The homes of retirees should be considered an additional pillar of the retirement income system given many own their own home, but do not hold high levels of superannuation, according to a super and retirement actuary.
Actuaries Institute Retirement Strategy Group chair Andrew Boal said in the next decade 3 million Australians would retire without having benefitted from superannuation contributions throughout their working life, but who own their own home, and as a result of property price increases are asset rich and income poor.
“While most retirees own their own home, 60 per cent retire with less than $250,000 in their super. As a result, they’re often living more frugally than they need to, but this doesn’t need to be the case,” Boal said.
“It’s time for us to reconsider the role of the home as a fourth pillar of our retirement income system – alongside the age pension, superannuation and voluntary private savings – which could be treated as another financial asset to fund retirement lifestyles.”
He added more than 80 per cent of Australians aged 65 to 74 live in their own home and collectively retirees hold an estimated $1.3 trillion worth of housing equity.
“If retirees accessed 20 per cent of the $1.3 trillion they hold in home equity, it would unlock about $260 billion to help fund what could be 25 to 30 years or more in retirement,” he said.
In a paper released by the Actuaries Institute, titled “More Than Just a Roof: Changing the Narrative on the Role of the Home”, Boal said many people did not view their home as a financial asset and had adopted a nest-egg mindset which saw its future use limited to financing aged-care needs or as a bequest to the next generation.
“If we are to help retirees to improve their standard of living in retirement, we need to change the narrative so that it is more acceptable to access and spend part of the equity that has been built up in the home,” he said.
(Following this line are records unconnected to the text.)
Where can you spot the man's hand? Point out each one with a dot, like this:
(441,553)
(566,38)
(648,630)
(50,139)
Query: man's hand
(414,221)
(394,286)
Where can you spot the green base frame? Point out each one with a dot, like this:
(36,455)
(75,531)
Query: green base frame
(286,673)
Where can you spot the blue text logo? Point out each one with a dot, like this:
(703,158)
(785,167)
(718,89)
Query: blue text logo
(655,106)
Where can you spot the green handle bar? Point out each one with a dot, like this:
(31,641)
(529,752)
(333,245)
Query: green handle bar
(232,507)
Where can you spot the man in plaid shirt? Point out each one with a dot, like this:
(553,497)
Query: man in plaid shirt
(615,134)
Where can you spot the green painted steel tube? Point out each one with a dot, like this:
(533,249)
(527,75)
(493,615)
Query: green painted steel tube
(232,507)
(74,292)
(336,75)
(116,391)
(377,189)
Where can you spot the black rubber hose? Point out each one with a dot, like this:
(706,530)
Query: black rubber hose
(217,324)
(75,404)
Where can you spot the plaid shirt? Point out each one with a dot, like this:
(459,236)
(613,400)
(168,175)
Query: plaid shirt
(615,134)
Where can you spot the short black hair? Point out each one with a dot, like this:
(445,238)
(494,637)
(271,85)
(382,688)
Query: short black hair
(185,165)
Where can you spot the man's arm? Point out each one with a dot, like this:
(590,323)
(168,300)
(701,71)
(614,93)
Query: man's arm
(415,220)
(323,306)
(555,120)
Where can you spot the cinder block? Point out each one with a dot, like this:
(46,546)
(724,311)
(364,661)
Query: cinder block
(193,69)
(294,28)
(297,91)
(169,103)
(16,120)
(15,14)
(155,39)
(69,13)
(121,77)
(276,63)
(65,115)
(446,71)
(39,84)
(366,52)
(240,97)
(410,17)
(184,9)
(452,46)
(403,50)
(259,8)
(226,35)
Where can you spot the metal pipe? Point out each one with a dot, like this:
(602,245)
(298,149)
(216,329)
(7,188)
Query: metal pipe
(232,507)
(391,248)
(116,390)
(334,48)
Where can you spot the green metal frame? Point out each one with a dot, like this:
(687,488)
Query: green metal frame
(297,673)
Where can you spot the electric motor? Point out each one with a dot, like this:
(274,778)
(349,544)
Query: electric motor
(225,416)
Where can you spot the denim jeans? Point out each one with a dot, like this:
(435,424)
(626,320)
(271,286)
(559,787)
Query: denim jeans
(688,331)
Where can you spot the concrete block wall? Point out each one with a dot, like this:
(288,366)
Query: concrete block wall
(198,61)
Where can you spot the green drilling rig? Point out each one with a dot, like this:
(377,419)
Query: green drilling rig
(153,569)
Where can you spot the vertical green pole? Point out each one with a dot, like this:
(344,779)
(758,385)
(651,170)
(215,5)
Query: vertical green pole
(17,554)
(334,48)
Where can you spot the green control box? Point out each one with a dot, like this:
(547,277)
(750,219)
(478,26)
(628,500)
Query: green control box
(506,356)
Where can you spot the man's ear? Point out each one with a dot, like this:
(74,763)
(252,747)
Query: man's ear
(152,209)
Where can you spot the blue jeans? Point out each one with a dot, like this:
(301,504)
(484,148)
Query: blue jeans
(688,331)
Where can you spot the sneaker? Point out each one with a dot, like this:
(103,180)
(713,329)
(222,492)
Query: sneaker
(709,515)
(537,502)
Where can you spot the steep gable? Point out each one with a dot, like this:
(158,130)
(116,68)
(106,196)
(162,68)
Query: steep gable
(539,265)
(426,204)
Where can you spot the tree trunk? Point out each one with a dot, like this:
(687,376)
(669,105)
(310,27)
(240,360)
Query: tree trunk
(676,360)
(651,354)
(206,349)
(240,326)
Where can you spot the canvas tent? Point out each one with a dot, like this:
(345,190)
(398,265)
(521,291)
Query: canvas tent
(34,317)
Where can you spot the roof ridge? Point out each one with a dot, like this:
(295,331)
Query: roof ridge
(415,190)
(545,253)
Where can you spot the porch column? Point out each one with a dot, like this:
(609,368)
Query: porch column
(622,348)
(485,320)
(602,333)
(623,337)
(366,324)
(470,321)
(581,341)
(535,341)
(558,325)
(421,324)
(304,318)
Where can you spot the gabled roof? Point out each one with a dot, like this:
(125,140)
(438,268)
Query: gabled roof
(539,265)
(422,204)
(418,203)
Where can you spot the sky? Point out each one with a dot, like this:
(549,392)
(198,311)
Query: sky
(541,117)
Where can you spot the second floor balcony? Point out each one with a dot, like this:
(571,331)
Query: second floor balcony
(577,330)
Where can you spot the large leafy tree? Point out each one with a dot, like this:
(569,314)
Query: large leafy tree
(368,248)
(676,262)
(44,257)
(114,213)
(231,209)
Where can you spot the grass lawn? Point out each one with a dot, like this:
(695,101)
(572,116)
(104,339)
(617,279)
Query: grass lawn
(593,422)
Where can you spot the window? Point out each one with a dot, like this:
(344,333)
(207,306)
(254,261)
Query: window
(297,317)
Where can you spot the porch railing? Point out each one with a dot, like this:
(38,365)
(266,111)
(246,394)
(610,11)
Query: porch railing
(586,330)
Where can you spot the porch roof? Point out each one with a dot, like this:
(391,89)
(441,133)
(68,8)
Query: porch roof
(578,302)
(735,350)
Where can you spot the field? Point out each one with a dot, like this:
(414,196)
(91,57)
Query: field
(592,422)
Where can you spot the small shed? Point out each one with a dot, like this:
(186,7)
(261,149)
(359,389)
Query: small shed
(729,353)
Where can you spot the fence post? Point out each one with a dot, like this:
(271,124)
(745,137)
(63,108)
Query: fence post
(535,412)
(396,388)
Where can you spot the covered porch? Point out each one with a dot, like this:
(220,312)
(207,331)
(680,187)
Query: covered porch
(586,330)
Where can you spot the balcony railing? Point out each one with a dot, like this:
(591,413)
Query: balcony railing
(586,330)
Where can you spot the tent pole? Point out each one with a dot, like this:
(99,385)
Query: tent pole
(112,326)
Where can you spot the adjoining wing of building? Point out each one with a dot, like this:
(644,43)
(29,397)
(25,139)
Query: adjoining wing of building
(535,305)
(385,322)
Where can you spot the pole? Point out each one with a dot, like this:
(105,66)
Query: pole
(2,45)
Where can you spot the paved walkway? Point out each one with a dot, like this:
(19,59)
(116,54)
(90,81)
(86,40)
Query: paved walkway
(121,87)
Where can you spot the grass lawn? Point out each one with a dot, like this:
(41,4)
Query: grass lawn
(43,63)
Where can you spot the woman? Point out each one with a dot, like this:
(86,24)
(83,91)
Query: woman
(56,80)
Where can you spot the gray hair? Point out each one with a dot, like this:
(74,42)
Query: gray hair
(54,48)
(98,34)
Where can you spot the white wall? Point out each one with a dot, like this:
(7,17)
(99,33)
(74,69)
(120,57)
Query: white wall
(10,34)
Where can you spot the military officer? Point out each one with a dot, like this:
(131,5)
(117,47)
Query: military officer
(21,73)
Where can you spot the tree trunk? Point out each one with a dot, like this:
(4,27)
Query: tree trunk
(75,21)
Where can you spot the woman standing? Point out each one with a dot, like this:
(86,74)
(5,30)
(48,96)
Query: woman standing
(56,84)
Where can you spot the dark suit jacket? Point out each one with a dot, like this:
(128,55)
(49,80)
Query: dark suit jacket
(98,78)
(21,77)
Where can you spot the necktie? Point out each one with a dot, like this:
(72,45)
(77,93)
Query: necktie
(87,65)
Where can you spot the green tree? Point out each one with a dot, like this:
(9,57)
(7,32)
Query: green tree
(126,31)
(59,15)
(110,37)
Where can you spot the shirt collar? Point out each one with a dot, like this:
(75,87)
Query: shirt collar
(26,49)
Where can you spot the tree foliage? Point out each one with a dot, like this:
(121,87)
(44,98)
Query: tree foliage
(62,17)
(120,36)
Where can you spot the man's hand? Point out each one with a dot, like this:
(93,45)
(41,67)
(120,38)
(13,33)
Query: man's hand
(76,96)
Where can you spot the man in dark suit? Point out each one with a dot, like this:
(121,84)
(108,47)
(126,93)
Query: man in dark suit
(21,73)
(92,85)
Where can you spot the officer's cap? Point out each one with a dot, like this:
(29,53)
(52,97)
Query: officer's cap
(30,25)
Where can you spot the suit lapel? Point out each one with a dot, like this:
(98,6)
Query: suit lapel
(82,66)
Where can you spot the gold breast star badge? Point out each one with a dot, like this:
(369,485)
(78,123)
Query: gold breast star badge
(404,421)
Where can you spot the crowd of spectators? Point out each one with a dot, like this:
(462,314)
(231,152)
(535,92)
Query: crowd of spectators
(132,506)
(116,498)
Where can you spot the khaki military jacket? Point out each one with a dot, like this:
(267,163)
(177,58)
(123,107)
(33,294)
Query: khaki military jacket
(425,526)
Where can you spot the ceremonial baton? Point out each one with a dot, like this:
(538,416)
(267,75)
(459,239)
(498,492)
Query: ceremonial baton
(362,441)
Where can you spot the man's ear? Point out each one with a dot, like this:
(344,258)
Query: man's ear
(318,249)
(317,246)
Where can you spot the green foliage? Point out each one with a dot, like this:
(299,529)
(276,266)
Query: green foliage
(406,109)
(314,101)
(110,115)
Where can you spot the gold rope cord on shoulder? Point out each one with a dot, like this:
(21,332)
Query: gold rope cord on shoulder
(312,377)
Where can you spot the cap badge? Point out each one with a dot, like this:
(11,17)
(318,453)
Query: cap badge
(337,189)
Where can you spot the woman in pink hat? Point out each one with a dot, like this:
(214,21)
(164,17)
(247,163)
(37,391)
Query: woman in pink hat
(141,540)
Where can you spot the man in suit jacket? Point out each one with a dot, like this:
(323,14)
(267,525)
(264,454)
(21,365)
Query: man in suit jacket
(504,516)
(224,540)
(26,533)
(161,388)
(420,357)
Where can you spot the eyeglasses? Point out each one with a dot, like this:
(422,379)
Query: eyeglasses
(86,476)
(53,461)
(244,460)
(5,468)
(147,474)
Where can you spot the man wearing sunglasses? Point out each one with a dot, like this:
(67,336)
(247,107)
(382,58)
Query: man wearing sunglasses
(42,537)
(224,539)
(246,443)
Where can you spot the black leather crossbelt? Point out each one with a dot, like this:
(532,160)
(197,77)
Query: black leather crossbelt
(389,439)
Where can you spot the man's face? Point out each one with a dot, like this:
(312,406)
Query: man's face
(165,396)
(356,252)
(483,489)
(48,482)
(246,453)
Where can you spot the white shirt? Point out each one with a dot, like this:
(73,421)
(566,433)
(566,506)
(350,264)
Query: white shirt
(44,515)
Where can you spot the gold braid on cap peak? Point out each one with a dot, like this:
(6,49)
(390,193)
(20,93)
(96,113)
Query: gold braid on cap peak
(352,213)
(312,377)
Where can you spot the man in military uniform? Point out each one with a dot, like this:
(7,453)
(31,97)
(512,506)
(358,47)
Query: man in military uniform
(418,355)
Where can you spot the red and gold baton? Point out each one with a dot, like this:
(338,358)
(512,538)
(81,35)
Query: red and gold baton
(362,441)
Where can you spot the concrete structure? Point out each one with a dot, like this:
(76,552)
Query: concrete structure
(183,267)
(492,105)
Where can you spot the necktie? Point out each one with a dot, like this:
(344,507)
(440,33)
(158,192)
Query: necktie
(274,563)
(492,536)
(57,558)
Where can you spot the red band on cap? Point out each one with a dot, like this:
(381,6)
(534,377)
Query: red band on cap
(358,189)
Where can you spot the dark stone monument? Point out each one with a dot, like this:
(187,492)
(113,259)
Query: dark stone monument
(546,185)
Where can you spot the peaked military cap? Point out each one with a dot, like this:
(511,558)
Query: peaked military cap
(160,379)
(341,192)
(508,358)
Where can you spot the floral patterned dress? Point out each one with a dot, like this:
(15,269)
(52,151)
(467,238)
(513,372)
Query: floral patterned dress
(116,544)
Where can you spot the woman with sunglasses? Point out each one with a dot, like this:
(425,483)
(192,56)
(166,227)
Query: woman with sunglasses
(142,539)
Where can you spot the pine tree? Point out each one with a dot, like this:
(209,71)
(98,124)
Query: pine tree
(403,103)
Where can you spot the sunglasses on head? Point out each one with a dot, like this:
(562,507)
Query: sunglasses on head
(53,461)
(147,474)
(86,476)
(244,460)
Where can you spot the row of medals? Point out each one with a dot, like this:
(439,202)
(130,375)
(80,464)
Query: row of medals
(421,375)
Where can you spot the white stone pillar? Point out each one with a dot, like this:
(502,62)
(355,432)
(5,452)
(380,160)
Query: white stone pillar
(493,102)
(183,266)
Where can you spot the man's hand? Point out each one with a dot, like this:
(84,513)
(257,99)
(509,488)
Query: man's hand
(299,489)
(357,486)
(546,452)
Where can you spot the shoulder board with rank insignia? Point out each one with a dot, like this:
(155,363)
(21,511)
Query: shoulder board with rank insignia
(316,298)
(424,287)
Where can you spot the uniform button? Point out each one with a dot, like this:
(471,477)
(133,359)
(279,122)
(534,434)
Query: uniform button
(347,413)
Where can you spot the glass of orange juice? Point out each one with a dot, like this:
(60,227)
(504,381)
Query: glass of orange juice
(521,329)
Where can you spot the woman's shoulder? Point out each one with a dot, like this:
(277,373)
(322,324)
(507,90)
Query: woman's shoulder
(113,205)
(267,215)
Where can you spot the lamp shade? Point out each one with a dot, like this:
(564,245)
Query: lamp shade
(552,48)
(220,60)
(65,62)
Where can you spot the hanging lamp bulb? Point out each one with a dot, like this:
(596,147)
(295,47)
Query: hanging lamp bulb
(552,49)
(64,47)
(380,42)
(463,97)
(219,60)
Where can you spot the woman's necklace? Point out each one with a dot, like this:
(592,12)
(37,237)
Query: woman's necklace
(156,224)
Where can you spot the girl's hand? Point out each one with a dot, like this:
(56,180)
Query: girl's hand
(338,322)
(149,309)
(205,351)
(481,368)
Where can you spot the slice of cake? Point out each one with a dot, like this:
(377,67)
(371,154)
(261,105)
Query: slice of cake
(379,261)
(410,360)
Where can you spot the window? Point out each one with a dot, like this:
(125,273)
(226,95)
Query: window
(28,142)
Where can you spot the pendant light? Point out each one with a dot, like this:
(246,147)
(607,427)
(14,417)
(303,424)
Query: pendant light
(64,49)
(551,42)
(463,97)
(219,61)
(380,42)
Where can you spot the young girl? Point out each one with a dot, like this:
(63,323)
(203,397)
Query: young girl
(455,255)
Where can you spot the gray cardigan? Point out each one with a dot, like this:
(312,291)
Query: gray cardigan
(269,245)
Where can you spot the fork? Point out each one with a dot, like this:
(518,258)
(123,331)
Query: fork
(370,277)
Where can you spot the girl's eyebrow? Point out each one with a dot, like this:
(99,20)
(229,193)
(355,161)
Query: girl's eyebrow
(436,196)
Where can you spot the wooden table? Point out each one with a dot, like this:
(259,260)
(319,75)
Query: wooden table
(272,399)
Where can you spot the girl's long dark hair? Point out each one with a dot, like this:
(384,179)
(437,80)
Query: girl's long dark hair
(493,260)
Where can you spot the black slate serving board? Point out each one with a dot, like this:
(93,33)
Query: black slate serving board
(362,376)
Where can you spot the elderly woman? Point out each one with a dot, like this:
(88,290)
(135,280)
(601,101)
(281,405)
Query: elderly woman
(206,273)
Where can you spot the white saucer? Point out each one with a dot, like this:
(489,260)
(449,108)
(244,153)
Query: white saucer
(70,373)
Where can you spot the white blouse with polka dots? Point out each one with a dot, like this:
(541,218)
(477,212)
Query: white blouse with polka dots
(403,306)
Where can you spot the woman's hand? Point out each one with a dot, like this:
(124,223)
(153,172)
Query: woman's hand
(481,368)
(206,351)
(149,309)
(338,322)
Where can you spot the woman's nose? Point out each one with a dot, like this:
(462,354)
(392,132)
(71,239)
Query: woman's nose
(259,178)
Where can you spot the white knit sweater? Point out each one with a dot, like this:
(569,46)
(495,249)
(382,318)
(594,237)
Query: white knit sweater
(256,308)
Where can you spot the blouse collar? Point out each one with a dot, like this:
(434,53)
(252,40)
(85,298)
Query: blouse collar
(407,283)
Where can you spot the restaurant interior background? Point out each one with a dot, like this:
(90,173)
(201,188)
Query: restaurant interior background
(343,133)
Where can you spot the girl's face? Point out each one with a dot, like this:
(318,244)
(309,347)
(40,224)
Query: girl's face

Greater access to affordable financial advice was the first step in this change, but he also called for policy changes that would remove or refund stamp duty for those aged over 55 who downsize their home and allowing downsizer contributions to superannuation to include amounts released through home equity release schemes.
He also called for relaxing the age pension means test for part of the value of equity released from a family home when it is sold and providing age pension means test relief on money accessed through home equity release schemes.
“These policy reforms could unlock billions of dollars to improve retirement living standards and at the same time help increase the supply of larger homes for young families, easing Australia’s housing supply issue,” he said.